Denicos Allen

No. 28
- Position: Linebacker

Personal information
- Born: August 9, 1990 (age 35) Hamilton, Ohio, U.S.
- Listed height: 5 ft 11 in (1.80 m)
- Listed weight: 220 lb (100 kg)

Career information
- College: Michigan State
- NFL draft: 2014: undrafted

Career history
- Carolina Panthers (2014)*; St.

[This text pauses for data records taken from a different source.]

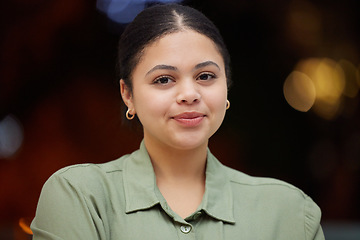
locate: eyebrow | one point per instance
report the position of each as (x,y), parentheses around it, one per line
(172,68)
(162,67)
(204,64)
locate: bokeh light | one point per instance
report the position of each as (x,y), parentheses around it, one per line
(332,81)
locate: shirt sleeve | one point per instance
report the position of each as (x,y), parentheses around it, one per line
(313,228)
(64,212)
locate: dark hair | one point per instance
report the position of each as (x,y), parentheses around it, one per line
(157,21)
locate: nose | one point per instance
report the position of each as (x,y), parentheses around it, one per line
(188,92)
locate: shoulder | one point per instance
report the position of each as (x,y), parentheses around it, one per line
(270,198)
(88,175)
(262,185)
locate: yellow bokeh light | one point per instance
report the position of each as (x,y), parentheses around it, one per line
(351,86)
(299,91)
(328,78)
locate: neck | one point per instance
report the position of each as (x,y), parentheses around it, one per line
(174,165)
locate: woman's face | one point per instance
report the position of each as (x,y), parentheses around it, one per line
(179,90)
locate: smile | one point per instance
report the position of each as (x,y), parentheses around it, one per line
(189,119)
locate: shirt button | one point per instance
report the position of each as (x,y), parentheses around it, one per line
(185,228)
(197,215)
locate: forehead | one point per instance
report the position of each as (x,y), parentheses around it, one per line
(186,46)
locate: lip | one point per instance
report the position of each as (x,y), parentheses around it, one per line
(189,119)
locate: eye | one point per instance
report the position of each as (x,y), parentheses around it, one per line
(206,76)
(163,80)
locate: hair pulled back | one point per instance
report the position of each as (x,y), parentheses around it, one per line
(154,23)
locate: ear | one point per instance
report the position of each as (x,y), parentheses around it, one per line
(126,95)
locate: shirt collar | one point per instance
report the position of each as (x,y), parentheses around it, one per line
(140,186)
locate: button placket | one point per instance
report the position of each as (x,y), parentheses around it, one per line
(185,228)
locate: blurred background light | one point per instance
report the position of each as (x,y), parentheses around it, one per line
(351,84)
(124,11)
(11,136)
(332,81)
(299,91)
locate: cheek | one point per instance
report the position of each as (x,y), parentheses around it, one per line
(149,104)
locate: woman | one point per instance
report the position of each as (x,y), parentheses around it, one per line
(174,71)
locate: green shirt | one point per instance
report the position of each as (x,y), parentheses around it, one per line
(120,200)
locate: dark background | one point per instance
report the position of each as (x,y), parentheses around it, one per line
(57,78)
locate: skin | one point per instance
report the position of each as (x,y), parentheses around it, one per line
(179,94)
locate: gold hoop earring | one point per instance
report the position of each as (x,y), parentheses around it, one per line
(227,104)
(128,115)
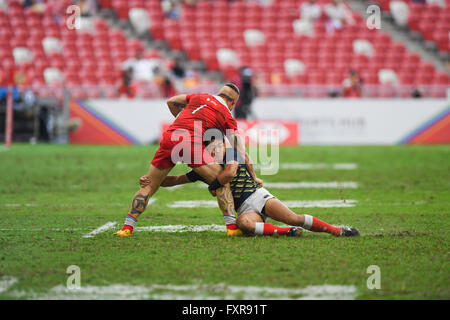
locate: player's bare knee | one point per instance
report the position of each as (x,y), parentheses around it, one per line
(245,224)
(296,220)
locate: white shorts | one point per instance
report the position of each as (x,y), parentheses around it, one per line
(256,203)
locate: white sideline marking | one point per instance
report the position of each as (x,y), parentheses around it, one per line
(321,203)
(6,282)
(289,203)
(314,166)
(183,228)
(192,292)
(106,226)
(314,185)
(303,185)
(20,205)
(173,188)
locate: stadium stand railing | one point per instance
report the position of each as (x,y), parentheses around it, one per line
(39,51)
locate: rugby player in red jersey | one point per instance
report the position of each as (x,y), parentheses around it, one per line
(183,141)
(253,203)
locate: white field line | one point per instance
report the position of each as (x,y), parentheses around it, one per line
(110,204)
(106,226)
(289,203)
(320,203)
(173,188)
(192,292)
(312,185)
(304,185)
(183,228)
(6,282)
(313,166)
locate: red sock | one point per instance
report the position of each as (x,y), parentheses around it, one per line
(269,229)
(317,225)
(125,227)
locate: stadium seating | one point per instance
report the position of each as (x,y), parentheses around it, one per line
(224,35)
(431,19)
(269,39)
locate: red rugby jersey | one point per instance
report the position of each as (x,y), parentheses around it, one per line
(210,110)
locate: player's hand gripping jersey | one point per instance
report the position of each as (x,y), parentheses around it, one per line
(242,186)
(203,112)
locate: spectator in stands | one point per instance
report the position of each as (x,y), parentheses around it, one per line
(440,3)
(310,11)
(35,5)
(167,88)
(352,85)
(3,5)
(447,64)
(177,69)
(338,14)
(171,8)
(142,69)
(248,93)
(88,8)
(125,88)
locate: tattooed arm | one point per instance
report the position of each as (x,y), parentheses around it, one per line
(236,142)
(226,203)
(177,103)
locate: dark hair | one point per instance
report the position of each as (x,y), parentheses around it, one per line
(233,86)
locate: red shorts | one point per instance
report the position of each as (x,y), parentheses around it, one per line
(182,149)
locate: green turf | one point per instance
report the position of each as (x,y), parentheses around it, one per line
(51,195)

Louis Rams (2014)*; Tampa Bay Buccaneers (2014)*; Winnipeg Blue Bombers (2015)*; Saskatchewan Roughriders (2015–2016);
- * Offseason and/or practice squad member only

Awards and highlights
- 2× Second-team All-Big Ten (2011, 2013);
- Stats at Pro Football Reference

= Denicos Allen =

American football player (born 1990)

Denicos Allen (born August 9, 1990) is an American former professional football player who was a linebacker for the Saskatchewan Roughriders of the Canadian Football League (CFL). He played college football for the Michigan State Spartans from 2010 to 2013, winning a Rose Bowl in 2013. After practice squad stints in the National Football League (NFL), he played in the CFL for Saskatchewan.

==College career==
A native of Ohio, Allen played college football at Michigan State from 2010 to 2013, registering 278 total tackles. He helped lead the 2013 Michigan State Spartans football team to a Big Ten Conference championship and a victory over Stanford in the 2014 Rose Bowl.

==Professional career==
Allen played in 4 preseason games for the Tampa Bay Buccaneers in 2014 before being cut. He was signed to their practice squad on November 25, 2014.

He played for the Saskatchewan Roughriders of the CFL in 2015, appearing in three games, two as a starter, and registering 17 tackles.